I guess some might want to read it as pentameter. But if that worries you, you could go with "flame" maybe?

I like the ocean image, whether it's in the original or not, and it gibes with the later "sea". But, for it to work, I do think the ocean needs to be "encircling" to be surrounding the N. Currently it's just circling: moving in circles, revolving. Though to fit "encircling" in, as the line stands, you'd need to lose "grey".

S2L1, I think you need a "that" to keep the sense and the grammar (this is a sentence fragment in the original and without the "that" you lose the fragment and have an active verb). You don't lose the metre by inserting one.

"this crush of waves inflicts such pain"

again, you switch to a sentence where the original has a fragment. Maybe go with:

this crush of waves that inflicts pain;

in the comments I saw you express disatisfiaction with a phyrric foot followed by a spondee, and since that's what I'm suggesting here, so I'll just point out that such a combination is known as a double iamb. A classic metrical move that's been kosher since old Shaky himself.

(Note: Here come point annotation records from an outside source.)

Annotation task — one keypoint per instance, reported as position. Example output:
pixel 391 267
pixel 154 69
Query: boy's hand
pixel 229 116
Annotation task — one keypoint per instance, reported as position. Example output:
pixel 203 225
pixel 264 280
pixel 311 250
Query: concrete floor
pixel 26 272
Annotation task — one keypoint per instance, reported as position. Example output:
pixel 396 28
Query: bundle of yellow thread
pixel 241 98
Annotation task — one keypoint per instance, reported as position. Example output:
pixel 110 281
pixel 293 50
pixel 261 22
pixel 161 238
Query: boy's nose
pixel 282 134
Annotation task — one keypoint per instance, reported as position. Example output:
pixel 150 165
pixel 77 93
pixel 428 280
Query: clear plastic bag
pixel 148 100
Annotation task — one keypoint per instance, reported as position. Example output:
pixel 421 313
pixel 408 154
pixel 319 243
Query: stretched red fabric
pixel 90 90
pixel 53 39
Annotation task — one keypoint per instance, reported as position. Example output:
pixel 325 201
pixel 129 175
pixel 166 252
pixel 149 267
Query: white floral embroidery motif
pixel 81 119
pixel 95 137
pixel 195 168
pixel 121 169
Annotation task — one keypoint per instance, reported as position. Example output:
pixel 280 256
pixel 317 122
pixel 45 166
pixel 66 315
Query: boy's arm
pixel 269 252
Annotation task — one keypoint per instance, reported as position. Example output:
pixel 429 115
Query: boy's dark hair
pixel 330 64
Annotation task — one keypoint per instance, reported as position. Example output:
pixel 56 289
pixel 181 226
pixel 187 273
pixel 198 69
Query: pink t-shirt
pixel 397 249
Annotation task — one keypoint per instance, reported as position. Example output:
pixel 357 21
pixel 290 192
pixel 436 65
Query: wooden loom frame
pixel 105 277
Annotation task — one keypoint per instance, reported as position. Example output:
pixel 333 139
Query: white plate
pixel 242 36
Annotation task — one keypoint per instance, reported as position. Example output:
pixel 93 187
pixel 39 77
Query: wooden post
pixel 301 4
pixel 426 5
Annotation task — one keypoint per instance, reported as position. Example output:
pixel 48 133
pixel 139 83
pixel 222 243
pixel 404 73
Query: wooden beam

"this scorpion’s taint my heart has filled"

This seems to say that his heart has filled the scorpion's taint. Whereas in the original it seems to be the other way round: the scorpian has made a nest in his heart.

So shouldn't it be: "My heart the scorpian's taint has filled"?

I'd say neither of these versions in an inversion, because, again, this is a sentence fragment. There's no active verb. There's an implied "that" in each:

The scorpian's taint that my heart has filled

My heart that the scorpian's taint has filled


best,

Matt

Last edited by Matt Q; 06-01-2024 at 03:04 PM.